Have the interior out of my 65 to install new carpet and thought it would be a good time for some sound deadening and have a couple of questions about install.
First, wondered if a 50 sqft would be enough? Did some measuring and came up with 40 sqft if it was just a flat surface. Know the trans tunnel and contour of the floor will add some area.
Second, do you just lay it right over the wiring going to the rear and if so do you cover or wrap it with something?
Any other advice as to installing this stuff is appreiciated.

Marc


----------



## Instg8ter (Sep 28, 2010)

i think i did mine with 48 sq. ft. your wire harness should be in a plastic sheath and set down in a depression in the floor pan if the fat mat is self adhesive (tar like) i would not cover the harness with it if it is a jute type mat and you are just spraying contact adhesive to tack it in place i would cover it. Now would be a good time to inspect your harness also.


----------



## crustysack (Oct 5, 2008)

I would not cover any wiring with it- you can leave that area alone or bend up the tabs and lift the harness out and cover under it- the wire will still fit


----------



## Eric Animal (Oct 28, 2007)

:agree You may need to access the wire at some time.....the fatmat is real sticky!!!!


----------



## ponchonorm (Jun 23, 2009)

Thanks for the replies.
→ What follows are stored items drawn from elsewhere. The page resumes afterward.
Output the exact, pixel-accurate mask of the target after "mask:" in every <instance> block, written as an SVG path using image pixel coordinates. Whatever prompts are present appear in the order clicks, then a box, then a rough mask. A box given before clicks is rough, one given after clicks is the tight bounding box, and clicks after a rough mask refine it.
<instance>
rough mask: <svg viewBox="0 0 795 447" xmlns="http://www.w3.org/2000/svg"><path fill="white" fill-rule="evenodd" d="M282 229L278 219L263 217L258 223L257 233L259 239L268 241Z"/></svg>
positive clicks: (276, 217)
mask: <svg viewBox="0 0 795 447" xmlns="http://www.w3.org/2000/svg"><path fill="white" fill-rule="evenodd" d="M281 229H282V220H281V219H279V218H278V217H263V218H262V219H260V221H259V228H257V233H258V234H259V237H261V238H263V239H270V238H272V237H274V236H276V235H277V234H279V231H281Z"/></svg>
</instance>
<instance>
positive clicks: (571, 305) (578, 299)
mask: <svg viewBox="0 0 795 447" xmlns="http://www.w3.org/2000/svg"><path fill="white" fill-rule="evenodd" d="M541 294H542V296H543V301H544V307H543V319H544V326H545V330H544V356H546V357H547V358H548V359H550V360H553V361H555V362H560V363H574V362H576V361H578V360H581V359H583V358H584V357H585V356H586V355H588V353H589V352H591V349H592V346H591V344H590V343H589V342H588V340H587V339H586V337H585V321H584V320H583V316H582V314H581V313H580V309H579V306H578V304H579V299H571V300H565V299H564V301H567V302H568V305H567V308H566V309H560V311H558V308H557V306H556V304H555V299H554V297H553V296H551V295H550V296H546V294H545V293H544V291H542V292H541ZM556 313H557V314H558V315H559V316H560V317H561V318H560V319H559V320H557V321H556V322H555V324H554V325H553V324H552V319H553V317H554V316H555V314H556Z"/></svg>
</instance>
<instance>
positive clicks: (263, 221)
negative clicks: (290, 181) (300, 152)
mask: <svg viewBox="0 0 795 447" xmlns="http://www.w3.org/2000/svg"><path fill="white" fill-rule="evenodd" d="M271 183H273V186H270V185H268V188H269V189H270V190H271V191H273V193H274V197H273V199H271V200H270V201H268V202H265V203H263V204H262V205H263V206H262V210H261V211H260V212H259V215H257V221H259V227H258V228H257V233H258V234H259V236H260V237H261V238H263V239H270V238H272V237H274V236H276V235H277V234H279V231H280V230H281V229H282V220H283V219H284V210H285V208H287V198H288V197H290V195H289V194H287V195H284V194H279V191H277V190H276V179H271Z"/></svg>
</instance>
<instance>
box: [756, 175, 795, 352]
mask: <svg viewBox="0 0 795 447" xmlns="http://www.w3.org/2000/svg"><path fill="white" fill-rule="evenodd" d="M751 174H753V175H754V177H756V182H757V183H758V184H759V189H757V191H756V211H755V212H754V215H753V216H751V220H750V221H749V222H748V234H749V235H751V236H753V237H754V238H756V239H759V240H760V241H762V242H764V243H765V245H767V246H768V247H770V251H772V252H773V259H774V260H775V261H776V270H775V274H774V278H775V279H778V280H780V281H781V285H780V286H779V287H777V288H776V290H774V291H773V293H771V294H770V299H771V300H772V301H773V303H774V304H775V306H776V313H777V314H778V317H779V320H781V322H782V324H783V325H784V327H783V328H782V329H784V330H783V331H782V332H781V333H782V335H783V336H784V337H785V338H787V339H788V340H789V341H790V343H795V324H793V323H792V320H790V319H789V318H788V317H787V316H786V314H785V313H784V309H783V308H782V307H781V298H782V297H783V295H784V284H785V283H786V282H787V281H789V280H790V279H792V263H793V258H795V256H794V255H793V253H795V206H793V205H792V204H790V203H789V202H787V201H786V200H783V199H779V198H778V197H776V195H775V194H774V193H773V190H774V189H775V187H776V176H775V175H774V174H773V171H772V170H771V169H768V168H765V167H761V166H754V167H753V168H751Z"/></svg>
Didnt think you'd cover those wires but thought i'd ask. Have to finish a couple minor floor repairs before i'm ready to install the fatmat. Hope to have this done in a couple weeks.


----------



## crustysack (Oct 5, 2008)

a couple tips are
1. get a heat gun, the stuff molds around anything with a little heat. the heat also makes the material much stickier.
2. get a break away blade type razor knife. the long blade that you can snap off a little piece at a time. and get a bunch of blades. the stuff will gum up the razor blade pretty quickly and then you can just snap the blade and have a clean cutting surface. Also dont buy a cheap plastic one- buy a nice metal one with rubber on the handle.
3. get a formica roller, about 10-12 bucks at home depot, its a 3" hard rubber roller on a metal frame that you can really lay into to press the fatmat down with. the fat mat comes with a small wooden roller but that thing is junk and you WILL BREAK IT.
4. buy a box or two of latex or nitrile gloves, the stuff sticks very well to your hands and the oil/dirt in your skin makes the stuff less sticky.
5. template complex shapes and if you cant get a piece to form into somewhere just slice it and patch in a piece over it.
6. clean the car out, vacuum all loose debris up and just before doing a section I would wipe with denatured alcohol- let it dry then stick to the clean surface.
7 when applying start at one side of the piece of fatmat and work slowly- pushing all the air out. when you get an air bubble stuck in a section just poke it with the razor knife, let the air out, apply heat and mash the material down with the roller.
8. if you have any friends with patience and skill offer to buy the beer, this job takes a LONG time and 4 hands are better than 2
:cheers


----------



## stracener (Jul 27, 2010)

:agree with EVERYTHING Crusty said... broke both little rollers that RattleTrapp sent and then some. You must have a heavy duty roller... and friends help too. I had my son (since it's his car!). Work is well worth the returns. Solid feel, great product overall. I covered up some of my wires... probably NOT a good idea. I'll let you know when I have to tear it all out to chase a short!!:willy:
Dave


----------